Stage Five - Fashioning a suitable monitor bezel:
1. A monitor bezel is usually made of either clear glass or acrylic, or dark gray glass or acrylic. A bezel is used to provide a barrier cover over the monitor. It is also used to hide the interior of the cabinet.
2. Due to the difference in the size and shape between a CRT picture tube monitor and an LCD flatscreen monitor, a clear monitor bezel may not hide the cabinet interior.
3. If you determine that a dark gray monitor bezel would make the best presentation, then use either 1/8" or 3/16" thick dark gray acrylic.
4. Use the original monitor bezel as a template for determining and cutting the correct size of the new bezel.
5. Less than full 4'x8' sheet sizes of acrylic can usually be obtained from any plastics supply.
6. Acrylic, Plexiglass, and Lucite are names used to identify the same plastic product. Usually, just the term 'acrylic sheet' will describe the product you need.
7. For our customers, we can furnish a clear or dark gray 1/8" thick acrylic monitor bezel cut to the correct size for $35, plus $15 if to be shipped.
Stage Six - Adjusting the video output signal:
1. The video signal of the multicade system will have to be matched to the LCD monitor.

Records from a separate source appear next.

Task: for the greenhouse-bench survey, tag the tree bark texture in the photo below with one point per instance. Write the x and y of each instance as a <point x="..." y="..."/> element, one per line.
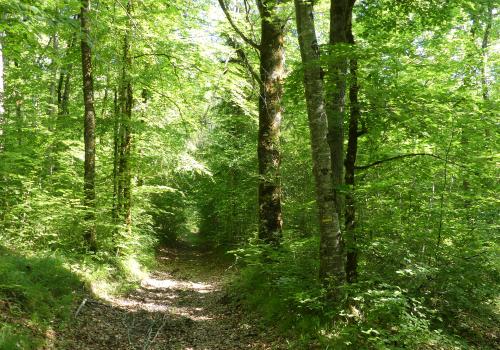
<point x="126" y="102"/>
<point x="272" y="58"/>
<point x="350" y="163"/>
<point x="335" y="103"/>
<point x="89" y="126"/>
<point x="2" y="91"/>
<point x="331" y="246"/>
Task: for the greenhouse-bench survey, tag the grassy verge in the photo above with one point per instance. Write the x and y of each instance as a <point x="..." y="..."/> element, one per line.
<point x="39" y="293"/>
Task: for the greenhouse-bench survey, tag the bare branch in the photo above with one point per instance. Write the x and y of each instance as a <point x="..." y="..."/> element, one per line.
<point x="236" y="29"/>
<point x="401" y="156"/>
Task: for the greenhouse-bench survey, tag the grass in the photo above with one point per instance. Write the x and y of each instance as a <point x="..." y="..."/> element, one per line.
<point x="36" y="297"/>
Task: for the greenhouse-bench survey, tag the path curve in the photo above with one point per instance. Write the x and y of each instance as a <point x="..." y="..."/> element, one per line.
<point x="181" y="306"/>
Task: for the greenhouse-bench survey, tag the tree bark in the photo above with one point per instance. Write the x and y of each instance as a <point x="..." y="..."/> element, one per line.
<point x="272" y="58"/>
<point x="126" y="102"/>
<point x="337" y="69"/>
<point x="63" y="89"/>
<point x="270" y="112"/>
<point x="350" y="162"/>
<point x="116" y="158"/>
<point x="2" y="91"/>
<point x="89" y="126"/>
<point x="332" y="271"/>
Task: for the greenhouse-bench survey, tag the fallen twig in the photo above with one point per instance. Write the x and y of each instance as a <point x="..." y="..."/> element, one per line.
<point x="80" y="307"/>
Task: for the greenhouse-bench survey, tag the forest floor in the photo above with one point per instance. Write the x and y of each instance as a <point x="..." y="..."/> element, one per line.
<point x="181" y="305"/>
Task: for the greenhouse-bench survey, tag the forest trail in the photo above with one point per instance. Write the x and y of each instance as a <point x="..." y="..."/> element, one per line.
<point x="181" y="306"/>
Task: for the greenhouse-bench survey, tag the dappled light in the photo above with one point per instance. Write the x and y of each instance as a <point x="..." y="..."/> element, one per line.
<point x="236" y="174"/>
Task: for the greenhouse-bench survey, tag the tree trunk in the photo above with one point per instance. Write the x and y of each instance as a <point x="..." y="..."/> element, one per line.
<point x="271" y="91"/>
<point x="272" y="59"/>
<point x="350" y="161"/>
<point x="116" y="158"/>
<point x="331" y="247"/>
<point x="335" y="104"/>
<point x="89" y="127"/>
<point x="63" y="89"/>
<point x="126" y="101"/>
<point x="2" y="109"/>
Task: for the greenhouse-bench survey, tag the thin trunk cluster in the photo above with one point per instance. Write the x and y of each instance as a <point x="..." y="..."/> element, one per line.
<point x="2" y="109"/>
<point x="89" y="126"/>
<point x="331" y="252"/>
<point x="272" y="59"/>
<point x="326" y="121"/>
<point x="123" y="104"/>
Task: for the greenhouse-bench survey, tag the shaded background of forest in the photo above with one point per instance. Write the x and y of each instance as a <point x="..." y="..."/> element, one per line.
<point x="426" y="211"/>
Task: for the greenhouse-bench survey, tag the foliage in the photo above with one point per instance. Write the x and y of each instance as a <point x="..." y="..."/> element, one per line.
<point x="36" y="293"/>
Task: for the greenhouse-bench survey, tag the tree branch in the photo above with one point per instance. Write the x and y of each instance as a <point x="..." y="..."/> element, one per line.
<point x="236" y="29"/>
<point x="401" y="156"/>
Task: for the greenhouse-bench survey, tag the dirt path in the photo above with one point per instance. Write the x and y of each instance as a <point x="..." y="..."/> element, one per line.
<point x="180" y="306"/>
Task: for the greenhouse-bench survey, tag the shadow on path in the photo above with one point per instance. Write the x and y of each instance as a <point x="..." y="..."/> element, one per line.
<point x="181" y="306"/>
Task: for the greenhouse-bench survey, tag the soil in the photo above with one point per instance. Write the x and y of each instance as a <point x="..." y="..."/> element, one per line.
<point x="182" y="305"/>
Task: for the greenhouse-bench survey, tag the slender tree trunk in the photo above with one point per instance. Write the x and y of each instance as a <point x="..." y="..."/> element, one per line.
<point x="116" y="157"/>
<point x="271" y="75"/>
<point x="270" y="112"/>
<point x="332" y="271"/>
<point x="126" y="101"/>
<point x="63" y="89"/>
<point x="2" y="91"/>
<point x="52" y="110"/>
<point x="484" y="53"/>
<point x="89" y="126"/>
<point x="350" y="161"/>
<point x="337" y="69"/>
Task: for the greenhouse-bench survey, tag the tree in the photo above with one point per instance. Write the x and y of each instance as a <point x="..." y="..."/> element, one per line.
<point x="2" y="109"/>
<point x="331" y="247"/>
<point x="271" y="56"/>
<point x="340" y="11"/>
<point x="89" y="125"/>
<point x="350" y="159"/>
<point x="125" y="110"/>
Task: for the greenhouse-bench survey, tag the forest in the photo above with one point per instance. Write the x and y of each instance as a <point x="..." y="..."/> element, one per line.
<point x="249" y="174"/>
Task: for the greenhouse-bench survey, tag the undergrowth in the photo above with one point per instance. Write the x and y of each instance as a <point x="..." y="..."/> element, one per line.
<point x="415" y="307"/>
<point x="39" y="292"/>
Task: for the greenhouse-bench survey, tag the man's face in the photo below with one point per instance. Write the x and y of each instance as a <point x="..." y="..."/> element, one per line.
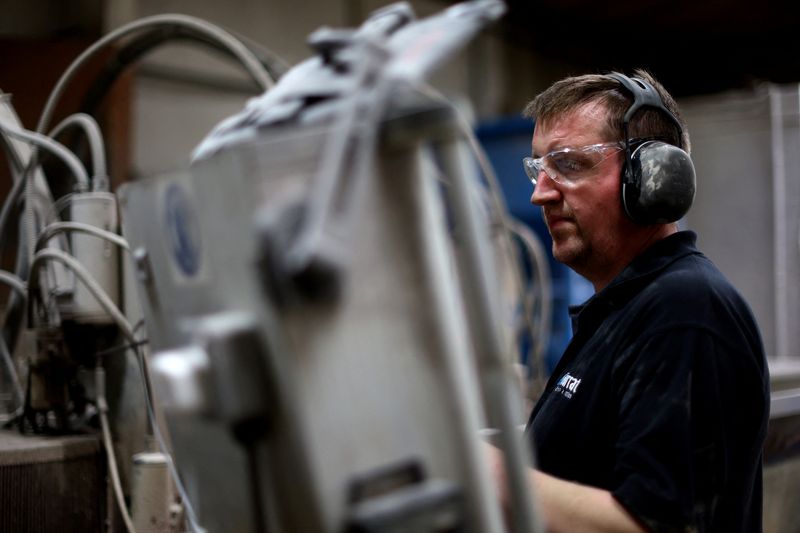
<point x="585" y="217"/>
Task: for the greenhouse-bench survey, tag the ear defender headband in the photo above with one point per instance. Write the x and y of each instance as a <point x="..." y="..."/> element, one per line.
<point x="658" y="179"/>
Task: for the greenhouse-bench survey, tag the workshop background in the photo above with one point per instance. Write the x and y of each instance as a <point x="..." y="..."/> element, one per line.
<point x="733" y="65"/>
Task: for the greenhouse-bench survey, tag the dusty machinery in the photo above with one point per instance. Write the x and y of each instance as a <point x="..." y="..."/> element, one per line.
<point x="323" y="337"/>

2. In the case of the iCade 60-in-1 system, signal matching is an easy task (click the link, see section #3). A hard DIP switch (DIP #2) is provided on the PCB - ON is for LCD (VGA - 31.5 KHz), and OFF is for CRT (CGA - 15.75 KHz).
3. Consult the multicade system manual for the proper video signal setting.
If you have lost yours, you can find many manuals at this site.
Stage Seven - Adjusting the LCD monitor:
1. You will need to adjust the LCD monitor brightness depending upon whether you use a clear or dark gray monitor bezel.
2. Just follow the instructions found in the LCD monitor owner's manual.
3. Even if you do not have a manual, the LCD monitor's adjustment controls are simple, intuitive, and universally similar for all LCD monitor applications. So, if you can adjust your computer or TV LCD monitors, you can probably adjust your game's LCD monitor.
4. The adjustment controls are typically located front bottom right on the LCD monitor.
Stage Eight - Connecting the monitor sound system:
1. Some of the larger LCD monitors feature their own stereo sound system. Typically, the monitor system produces sound that is better quality than the original cabinet speakers.
2. If the monitor has a standard green sound port, connect the green sound cable to the green sound port on the game circuit board.
3. Then, disconnect (or cut) the two JAMMA speaker leads.